Today’s daf (Beitzah 31b) raises the question of whether food may be taken on Yom Tov from a room that was previously sealed – which the Gemara initially understands to refer to a room that is literally sealed with bricks and mortar.
To give some background, the laws of mukzeh teach us that items that are ‘set aside’ and are not intended for use on Shabbat and Yom Tov may not be moved or used on Shabbat and Yom Tov. In this case, by virtue of the food being sealed in a room prior to Yom Tov, we would imagine that whatever is in that room is regarded as being mukzeh.
Based on this, the Gemara asks about the circumstances in which a room that is truly sealed somehow became accessible on Yom Tov, and it then informs us that while food had been sealed in a room, this room was merely constructed by bricks piled together without mortar.

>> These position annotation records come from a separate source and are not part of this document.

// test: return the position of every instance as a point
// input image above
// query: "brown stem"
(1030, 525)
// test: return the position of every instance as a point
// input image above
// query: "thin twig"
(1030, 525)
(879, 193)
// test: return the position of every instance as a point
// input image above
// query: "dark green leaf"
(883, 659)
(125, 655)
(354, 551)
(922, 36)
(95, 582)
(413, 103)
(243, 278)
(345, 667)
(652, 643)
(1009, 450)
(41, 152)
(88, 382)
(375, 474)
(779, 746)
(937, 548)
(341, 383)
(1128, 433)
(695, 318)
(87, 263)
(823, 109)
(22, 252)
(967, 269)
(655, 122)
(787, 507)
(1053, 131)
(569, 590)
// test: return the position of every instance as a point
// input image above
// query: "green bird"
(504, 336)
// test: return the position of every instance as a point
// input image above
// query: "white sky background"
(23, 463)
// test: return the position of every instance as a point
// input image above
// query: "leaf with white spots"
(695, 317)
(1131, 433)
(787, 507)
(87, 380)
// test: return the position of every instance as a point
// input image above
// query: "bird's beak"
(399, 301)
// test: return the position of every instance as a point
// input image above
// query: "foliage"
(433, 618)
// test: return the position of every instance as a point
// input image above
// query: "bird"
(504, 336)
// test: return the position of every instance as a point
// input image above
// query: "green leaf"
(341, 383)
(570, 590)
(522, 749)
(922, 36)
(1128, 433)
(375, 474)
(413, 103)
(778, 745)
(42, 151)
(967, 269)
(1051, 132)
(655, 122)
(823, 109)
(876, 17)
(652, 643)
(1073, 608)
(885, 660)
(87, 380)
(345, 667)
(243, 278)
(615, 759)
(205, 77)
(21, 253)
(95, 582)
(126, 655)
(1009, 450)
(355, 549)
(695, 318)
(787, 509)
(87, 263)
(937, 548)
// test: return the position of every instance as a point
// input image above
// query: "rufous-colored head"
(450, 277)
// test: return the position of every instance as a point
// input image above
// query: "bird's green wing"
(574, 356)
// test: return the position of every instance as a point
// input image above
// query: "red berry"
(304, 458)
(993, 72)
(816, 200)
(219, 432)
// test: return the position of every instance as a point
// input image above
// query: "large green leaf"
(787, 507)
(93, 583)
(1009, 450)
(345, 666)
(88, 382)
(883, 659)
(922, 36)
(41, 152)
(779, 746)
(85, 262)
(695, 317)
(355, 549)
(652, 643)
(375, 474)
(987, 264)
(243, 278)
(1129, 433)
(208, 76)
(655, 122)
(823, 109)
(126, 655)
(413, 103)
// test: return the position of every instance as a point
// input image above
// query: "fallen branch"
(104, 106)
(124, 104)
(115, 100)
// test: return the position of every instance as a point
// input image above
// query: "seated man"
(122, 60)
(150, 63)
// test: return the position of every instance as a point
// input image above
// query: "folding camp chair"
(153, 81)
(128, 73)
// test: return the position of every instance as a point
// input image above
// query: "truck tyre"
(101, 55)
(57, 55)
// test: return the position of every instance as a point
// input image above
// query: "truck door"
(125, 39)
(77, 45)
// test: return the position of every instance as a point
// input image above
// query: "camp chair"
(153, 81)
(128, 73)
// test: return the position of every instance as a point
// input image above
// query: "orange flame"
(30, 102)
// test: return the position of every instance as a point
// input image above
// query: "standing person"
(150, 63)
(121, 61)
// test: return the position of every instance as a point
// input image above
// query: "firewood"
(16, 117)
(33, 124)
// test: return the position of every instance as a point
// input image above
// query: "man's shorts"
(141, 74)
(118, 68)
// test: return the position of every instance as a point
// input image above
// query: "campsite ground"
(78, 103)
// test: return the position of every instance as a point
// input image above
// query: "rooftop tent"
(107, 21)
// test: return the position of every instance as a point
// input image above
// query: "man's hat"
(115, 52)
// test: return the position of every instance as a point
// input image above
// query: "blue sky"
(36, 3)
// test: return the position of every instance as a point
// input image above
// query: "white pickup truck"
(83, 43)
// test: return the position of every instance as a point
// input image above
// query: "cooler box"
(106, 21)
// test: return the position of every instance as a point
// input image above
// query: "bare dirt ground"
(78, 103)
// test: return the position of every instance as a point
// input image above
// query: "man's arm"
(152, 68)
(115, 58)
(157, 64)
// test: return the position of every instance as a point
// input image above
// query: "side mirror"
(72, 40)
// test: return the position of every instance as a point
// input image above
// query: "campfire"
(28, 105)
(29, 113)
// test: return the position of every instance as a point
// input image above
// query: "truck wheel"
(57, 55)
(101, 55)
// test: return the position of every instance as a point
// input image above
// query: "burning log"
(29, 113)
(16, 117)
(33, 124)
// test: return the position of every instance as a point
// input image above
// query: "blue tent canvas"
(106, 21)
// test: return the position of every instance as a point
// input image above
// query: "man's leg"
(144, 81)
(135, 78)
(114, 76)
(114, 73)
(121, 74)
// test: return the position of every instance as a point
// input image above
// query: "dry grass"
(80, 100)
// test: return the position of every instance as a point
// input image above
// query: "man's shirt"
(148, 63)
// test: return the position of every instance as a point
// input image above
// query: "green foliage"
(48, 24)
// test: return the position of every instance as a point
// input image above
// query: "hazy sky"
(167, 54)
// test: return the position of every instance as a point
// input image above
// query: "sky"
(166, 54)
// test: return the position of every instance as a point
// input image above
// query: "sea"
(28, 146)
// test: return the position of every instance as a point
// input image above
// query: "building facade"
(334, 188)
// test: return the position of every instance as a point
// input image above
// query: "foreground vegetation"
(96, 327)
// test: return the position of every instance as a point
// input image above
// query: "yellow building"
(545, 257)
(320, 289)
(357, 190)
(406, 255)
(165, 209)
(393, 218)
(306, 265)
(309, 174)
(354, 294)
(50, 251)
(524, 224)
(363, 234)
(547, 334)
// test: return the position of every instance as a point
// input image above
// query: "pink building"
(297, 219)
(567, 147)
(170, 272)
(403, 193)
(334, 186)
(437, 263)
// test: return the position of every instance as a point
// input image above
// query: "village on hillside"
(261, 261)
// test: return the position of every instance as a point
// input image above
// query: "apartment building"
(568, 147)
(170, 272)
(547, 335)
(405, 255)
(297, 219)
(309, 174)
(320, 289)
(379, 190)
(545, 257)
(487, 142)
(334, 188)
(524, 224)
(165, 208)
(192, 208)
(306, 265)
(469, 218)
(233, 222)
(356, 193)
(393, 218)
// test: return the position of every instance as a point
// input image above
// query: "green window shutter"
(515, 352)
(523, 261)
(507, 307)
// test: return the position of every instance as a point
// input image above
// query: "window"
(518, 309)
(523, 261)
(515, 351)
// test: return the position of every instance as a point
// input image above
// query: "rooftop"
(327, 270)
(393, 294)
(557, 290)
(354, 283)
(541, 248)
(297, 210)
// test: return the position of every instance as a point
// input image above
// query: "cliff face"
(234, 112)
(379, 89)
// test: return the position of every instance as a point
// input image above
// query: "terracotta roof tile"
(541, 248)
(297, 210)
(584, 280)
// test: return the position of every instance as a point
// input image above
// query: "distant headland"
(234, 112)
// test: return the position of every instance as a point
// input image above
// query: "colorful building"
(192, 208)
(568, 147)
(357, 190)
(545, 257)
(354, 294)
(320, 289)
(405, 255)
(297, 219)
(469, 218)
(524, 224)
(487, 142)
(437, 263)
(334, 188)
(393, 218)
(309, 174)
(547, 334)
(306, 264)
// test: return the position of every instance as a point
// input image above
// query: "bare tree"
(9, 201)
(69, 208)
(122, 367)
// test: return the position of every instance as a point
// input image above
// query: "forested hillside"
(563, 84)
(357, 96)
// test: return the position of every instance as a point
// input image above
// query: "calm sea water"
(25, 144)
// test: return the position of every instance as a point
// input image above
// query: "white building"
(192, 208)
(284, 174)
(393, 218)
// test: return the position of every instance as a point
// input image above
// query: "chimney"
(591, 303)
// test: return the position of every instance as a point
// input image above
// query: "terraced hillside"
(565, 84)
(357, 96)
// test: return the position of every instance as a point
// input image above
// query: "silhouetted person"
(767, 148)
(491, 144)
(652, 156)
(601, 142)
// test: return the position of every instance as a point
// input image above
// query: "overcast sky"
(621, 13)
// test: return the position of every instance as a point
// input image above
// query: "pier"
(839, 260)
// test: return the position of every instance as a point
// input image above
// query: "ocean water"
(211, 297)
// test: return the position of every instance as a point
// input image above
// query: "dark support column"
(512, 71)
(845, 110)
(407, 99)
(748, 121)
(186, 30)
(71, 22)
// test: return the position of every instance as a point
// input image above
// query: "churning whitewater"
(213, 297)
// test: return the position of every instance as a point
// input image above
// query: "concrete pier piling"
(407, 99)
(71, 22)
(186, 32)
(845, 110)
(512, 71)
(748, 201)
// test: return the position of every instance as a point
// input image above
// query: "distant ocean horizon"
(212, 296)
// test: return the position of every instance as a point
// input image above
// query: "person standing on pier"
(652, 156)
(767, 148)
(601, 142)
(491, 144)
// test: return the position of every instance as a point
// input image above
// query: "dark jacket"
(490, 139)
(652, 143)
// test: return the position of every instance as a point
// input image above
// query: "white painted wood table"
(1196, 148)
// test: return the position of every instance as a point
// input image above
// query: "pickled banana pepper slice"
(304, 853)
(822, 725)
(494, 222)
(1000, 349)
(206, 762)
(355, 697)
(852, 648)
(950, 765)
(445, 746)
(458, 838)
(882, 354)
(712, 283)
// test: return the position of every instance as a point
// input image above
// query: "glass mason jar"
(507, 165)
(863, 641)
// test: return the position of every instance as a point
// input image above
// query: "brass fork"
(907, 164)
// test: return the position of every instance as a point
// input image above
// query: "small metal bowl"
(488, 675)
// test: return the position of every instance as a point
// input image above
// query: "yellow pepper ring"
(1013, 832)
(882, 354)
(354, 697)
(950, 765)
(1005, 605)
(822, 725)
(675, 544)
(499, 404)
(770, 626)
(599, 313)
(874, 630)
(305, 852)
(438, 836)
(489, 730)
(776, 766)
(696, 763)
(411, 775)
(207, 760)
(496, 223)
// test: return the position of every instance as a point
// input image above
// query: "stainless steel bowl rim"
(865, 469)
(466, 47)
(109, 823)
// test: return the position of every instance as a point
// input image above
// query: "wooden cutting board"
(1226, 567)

Consequently, since the room was not truly sealed, the food inside the room is not truly considered mukzeh, and in a situation where a wall of that room was (unintentionally) breached, נוטל ממקום הפחת, ‘one may take from the place of the breach’.
In life, we often think that certain dreams and aspirations are beyond the realms of possibility because unmovable and unbreachable walls stand in our way. Yet while, from a distance, the walls surrounding those dreams and aspirations look like they are built with brick and mortar, many times they merely have the appearance of a sealed wall and they are actually just bricks that have been piled together without mortar. And in such a situation, either through the slow but steady effort of removing those bricks, or the blessing of unexpected breaches in that wall, we can reach what we are striving towards.